4. In this part of the letter Vincent pursues several questions that Theo touched upon in an earlier letter, one of which was how purity of spirit can go together with impurity of body, which is an allusion to Mary Magdalene (see the rest of the paragraph, as well as nn. 5 and 6 below). The use of French might mean that Theo was quoting these words.
5. Ary Scheffer, Margaret at the fountain, 1858 (London, The Wallace Collection). Ill. 1663 . A print made after this by William Hollidge appeared in The Illustrated London News of 21 December 1872, p. 581. Goupil published a photograph in the ‘Galerie Photographique’ series (no. 277) under the title Marguerite à la fontaine, the same title used by Van Gogh (see Ewals 1987, p. 339 and fig. 57; exhib. cat. London 1992, pp. 13 (ill. 4), 47, cat. no. 24; and exhib. cat. London 1998, pp. 16-19, figs. 14-19).
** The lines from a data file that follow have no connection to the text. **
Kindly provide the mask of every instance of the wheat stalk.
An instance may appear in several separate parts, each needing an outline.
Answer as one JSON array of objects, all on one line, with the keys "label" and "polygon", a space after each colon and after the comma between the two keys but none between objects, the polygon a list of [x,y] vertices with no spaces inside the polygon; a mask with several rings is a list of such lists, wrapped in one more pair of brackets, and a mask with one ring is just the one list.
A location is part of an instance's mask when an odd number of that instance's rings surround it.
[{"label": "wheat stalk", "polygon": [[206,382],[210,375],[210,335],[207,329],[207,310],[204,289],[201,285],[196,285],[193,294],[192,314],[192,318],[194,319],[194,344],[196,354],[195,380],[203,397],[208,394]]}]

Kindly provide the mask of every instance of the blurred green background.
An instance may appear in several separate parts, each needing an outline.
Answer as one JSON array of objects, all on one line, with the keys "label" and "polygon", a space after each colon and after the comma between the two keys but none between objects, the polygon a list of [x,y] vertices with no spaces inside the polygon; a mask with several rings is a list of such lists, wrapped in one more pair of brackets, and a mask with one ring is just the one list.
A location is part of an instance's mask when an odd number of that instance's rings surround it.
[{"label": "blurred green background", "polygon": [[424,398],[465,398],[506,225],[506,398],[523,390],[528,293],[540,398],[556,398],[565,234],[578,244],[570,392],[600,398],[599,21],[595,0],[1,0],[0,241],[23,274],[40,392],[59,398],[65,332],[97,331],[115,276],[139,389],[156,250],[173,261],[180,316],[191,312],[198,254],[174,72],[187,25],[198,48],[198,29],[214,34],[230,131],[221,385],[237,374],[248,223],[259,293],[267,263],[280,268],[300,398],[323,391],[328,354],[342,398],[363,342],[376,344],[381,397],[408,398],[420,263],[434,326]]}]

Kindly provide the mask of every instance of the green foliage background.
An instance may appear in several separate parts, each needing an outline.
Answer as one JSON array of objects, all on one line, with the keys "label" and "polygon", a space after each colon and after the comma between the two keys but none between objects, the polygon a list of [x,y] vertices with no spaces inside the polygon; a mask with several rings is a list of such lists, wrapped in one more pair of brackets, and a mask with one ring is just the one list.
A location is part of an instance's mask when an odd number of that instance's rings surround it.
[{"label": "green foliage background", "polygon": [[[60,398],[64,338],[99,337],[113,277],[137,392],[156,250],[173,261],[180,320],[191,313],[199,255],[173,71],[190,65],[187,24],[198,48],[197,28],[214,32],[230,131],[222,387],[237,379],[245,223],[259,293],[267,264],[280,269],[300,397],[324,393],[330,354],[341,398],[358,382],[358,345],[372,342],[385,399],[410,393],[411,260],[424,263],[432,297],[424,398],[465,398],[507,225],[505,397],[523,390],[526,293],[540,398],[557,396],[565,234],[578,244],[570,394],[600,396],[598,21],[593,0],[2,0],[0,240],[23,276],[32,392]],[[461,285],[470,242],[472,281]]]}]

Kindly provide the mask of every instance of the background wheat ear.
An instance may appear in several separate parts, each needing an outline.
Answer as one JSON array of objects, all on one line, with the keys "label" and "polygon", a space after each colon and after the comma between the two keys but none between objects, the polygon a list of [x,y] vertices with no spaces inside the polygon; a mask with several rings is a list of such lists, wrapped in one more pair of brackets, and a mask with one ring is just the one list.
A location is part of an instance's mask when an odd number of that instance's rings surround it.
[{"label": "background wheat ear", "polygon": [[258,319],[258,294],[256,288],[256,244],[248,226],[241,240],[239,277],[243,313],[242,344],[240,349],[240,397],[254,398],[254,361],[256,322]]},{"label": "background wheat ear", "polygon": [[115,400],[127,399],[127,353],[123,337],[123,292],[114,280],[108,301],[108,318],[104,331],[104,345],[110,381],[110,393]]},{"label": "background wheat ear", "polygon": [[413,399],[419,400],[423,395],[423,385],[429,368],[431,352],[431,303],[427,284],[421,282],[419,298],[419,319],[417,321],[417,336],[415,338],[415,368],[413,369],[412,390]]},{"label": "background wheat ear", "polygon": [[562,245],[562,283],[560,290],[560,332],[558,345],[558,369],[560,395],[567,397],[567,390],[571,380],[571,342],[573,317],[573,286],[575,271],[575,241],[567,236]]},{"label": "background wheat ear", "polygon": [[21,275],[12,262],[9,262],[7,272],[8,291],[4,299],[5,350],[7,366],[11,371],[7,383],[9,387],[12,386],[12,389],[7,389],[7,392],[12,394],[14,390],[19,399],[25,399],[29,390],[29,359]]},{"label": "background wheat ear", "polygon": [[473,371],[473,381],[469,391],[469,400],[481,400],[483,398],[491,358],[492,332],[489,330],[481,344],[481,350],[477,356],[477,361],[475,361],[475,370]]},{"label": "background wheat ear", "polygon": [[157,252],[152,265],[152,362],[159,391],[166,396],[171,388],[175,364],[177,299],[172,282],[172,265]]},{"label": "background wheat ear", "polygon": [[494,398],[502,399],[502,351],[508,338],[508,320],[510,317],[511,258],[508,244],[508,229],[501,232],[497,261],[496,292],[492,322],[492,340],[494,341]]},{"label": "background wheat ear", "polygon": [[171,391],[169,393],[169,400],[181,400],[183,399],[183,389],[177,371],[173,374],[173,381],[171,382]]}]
This depiction of an episode from Faust by Johann Wolfgang von Goethe shows Gretchen hearing the news that her unmarried girlfriend is pregnant. She realizes that at one time she would have condemned such behaviour but that she herself is no longer free of sin (Faust, 1, 5).
6. Cf. Christ’s words when he forgives the sinful woman: ‘she loved much’ (Luke 7:47).
7. Presumably Van Gogh knew this quotation about Henri Leys – to which Theo evidently referred – from the article ‘Artistes contemporains. M. Henri Leys’ by Paul Mantz, who wrote in the Gazette des Beaux-Arts: ‘Profitons du moment où Théophile Gautier a le dos tourné pour lui prendre un mot charmant. “M. Leys, a-t-il dit, n’est pas un imitateur, mais un semblable”’ (Let’s profit from Théophile Gautier’s turning his back for a moment by making use of one of his witty remarks. “Mr Leys”, he said, “is not an imitator, but a kindrid spirit”’). See Mantz 1866, p. 316. The statement was taken from Théophile Gautier, Les Beaux-Arts en Europe: 1855. Second series. Paris 1856, p. 214.
8. James Tissot, Walk in the snow, 1858 (Paul Touzet) was exhibited at the 1859 Paris Salon (Promenade dans la neige) and at the London International Exhibition of 1862 (Ill. in Wentworth 1984, pl. 1). Ill. 1382 .
Walk on the ramparts of 1864 (Stanford, University Museum of Art, Gift of Mr Robert Sumpf) was included in Goupil’s ‘Galerie photographique’, Promenade sur les remparts, no. 429 (Paris, BNF, Cabinet des Estampes). Ill. 1664 .
There are two versions of Margaret in church: one dating from 1860 (present whereabouts unknown) and one from 1861 (Dublin, National Gallery of Ireland). At the time the work was photographed by Bingham for Goupil’s ‘Galerie photographique’, Marguerite à l‘église, no. 76 (Paris, BNF, Cabinet des Estampes). Ill. 1662 .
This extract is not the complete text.